French-Armenian film producer

Alain Terzian (born 2 May 1949) is a French-Armenian film producer, Administrator of Cannes Film Festival jury, and former President of Académie des Arts et Techniques du Cinéma. He is the chief executive officer of Alter Films and the President of Union of French Producers, UPF.

On 12 March 2009, among with Charles Aznavour, André Santini and Hélène Ségara he attended the opening ceremony of the Yerevan Park in the center of Paris.

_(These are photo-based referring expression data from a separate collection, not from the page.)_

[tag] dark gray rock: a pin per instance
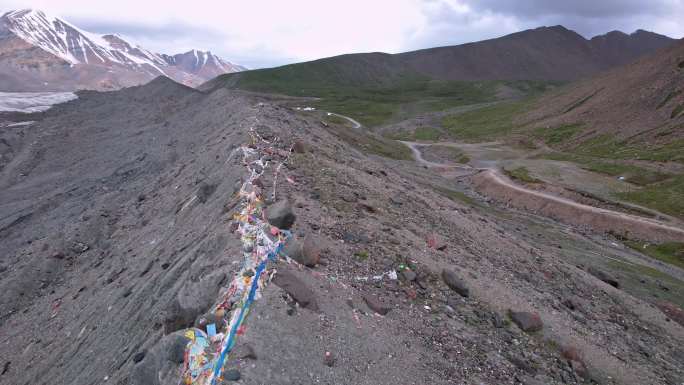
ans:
(526, 321)
(138, 356)
(376, 304)
(245, 351)
(231, 375)
(455, 283)
(280, 214)
(205, 192)
(306, 252)
(193, 299)
(288, 281)
(161, 363)
(604, 276)
(408, 275)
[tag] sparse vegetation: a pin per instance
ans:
(581, 101)
(633, 174)
(521, 174)
(371, 143)
(632, 276)
(668, 98)
(457, 196)
(670, 252)
(558, 135)
(334, 119)
(665, 196)
(375, 90)
(485, 123)
(606, 146)
(426, 133)
(362, 255)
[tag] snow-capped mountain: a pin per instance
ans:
(41, 52)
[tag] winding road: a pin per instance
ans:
(490, 182)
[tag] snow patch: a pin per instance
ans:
(32, 101)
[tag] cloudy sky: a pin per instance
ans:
(273, 32)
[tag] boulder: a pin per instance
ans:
(603, 276)
(526, 321)
(376, 304)
(231, 375)
(280, 214)
(303, 295)
(435, 241)
(299, 147)
(192, 300)
(160, 365)
(455, 283)
(306, 252)
(409, 275)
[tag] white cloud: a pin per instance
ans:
(269, 32)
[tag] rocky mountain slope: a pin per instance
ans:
(39, 52)
(546, 53)
(642, 102)
(112, 251)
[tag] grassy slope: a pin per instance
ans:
(603, 154)
(374, 88)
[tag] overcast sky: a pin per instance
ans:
(272, 32)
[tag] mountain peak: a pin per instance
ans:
(108, 59)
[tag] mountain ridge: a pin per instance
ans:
(41, 52)
(545, 53)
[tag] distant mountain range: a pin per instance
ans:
(640, 104)
(545, 53)
(39, 52)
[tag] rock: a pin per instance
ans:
(329, 359)
(299, 147)
(138, 356)
(192, 300)
(579, 368)
(527, 380)
(526, 321)
(154, 366)
(205, 191)
(245, 351)
(351, 237)
(455, 283)
(409, 275)
(308, 252)
(570, 353)
(231, 375)
(207, 319)
(603, 276)
(498, 321)
(434, 241)
(376, 304)
(288, 281)
(79, 247)
(522, 364)
(280, 215)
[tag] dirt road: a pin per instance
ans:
(490, 182)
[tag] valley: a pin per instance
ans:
(501, 212)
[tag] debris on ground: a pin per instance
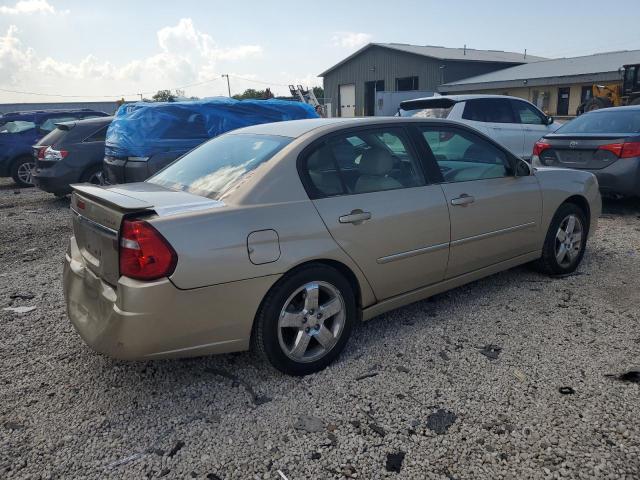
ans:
(20, 309)
(176, 448)
(22, 296)
(377, 428)
(366, 375)
(394, 462)
(519, 374)
(632, 376)
(440, 421)
(492, 352)
(309, 424)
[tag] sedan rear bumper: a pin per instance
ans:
(622, 177)
(151, 320)
(56, 179)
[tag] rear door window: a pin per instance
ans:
(463, 156)
(490, 110)
(361, 162)
(98, 136)
(49, 124)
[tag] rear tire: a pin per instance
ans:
(21, 171)
(305, 320)
(565, 242)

==Leadership of the Académie des Arts et Techniques du Cinéma==
In 2003, he was elected President of Académie des Arts et Techniques du Cinéma, a position from which he resigned in 2020 when the collective resignation of the Academy's board of directors led to a profound restructuring of the institution.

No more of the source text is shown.